Грубиянские годы: биография. Том I - Поль Жан
Затем коммерсант спросил графа, почему тот не смотрит вверх – скажем, на деревья, на которых, между прочим, висит кое-что. Клотар поднял глаза: к стволам были прибиты – Рафаэлой – белые таблички с короткими надписями, напоминающими таможенные уведомления о чувствах. «Клянусь Богом, моя дочь сочинила это без посторонней помощи, – похвалился отец, – ей удалось создать, как мне думается, нечто совершенно новое и велеречивое». Граф немного постоял перед ближайшими сентиментальными дощечками и сердечными листочками этих поэтических цветов; нотариус тоже успел прочитать несколько прикрепленных к миру – наподобие инструкции по использованию, привязанной к аптечному пузырьку, – указаний, как следует принимать прекрасную природу: сколько ложечек и в какие часы. Вальту понравилось такое заведение для коррекции чувств, где предлагались абонементные или пасхальные программки весенней природы, транспортные накладные разных времен года, а также копии тайно перепечатанных титульных листов иллюстрированной Библии природы.
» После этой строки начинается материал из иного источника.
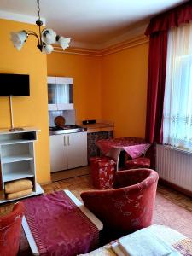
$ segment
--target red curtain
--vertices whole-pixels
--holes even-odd
[[[153,18],[145,32],[150,36],[145,138],[151,143],[162,142],[168,31],[189,20],[192,20],[192,1]]]

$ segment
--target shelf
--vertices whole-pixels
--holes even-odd
[[[3,174],[3,182],[15,181],[21,178],[33,177],[34,174],[30,173],[30,170],[20,171],[17,172],[9,172]]]
[[[26,161],[32,159],[33,157],[30,154],[3,156],[2,157],[2,164],[9,164],[15,162]]]
[[[42,195],[42,194],[44,194],[43,189],[41,188],[41,186],[38,183],[36,183],[36,191],[32,191],[32,194],[30,194],[28,195],[26,195],[26,196],[20,197],[20,198],[16,198],[16,199],[9,199],[9,200],[8,200],[8,199],[0,199],[0,204],[7,203],[7,202],[13,201],[18,201],[18,200],[22,199],[22,198],[31,197],[31,196]]]
[[[0,145],[10,145],[10,144],[20,144],[20,143],[32,143],[34,140],[25,140],[25,139],[17,139],[17,140],[4,140],[0,141]]]

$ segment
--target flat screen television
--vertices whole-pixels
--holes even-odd
[[[0,73],[0,96],[29,96],[29,75]]]

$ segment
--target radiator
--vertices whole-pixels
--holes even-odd
[[[192,154],[170,146],[157,145],[156,171],[160,177],[192,191]]]

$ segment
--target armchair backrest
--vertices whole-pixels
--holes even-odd
[[[118,189],[83,192],[84,205],[104,225],[113,230],[131,232],[148,227],[153,217],[157,172],[151,169],[136,169],[116,174]]]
Однако Клотар молча двинулся дальше. Вальт же сказал, воодушевившись «помогающими в бедствиях» табличками на деревьях:
– Здесь всё прекрасно: и достопримечательности, и деревья, и таблички. Поистине, должно почитать всякую поэзию, даже и само стремление к ней. Правда, только высочайшая поэзия – греческая, – подобно шахтам земного шара, становится тем более теплой, чем глубже ты в нее проникаешь, хотя на поверхности она кажется холодной; тогда как другие стихи согревают нас лишь поверхностно.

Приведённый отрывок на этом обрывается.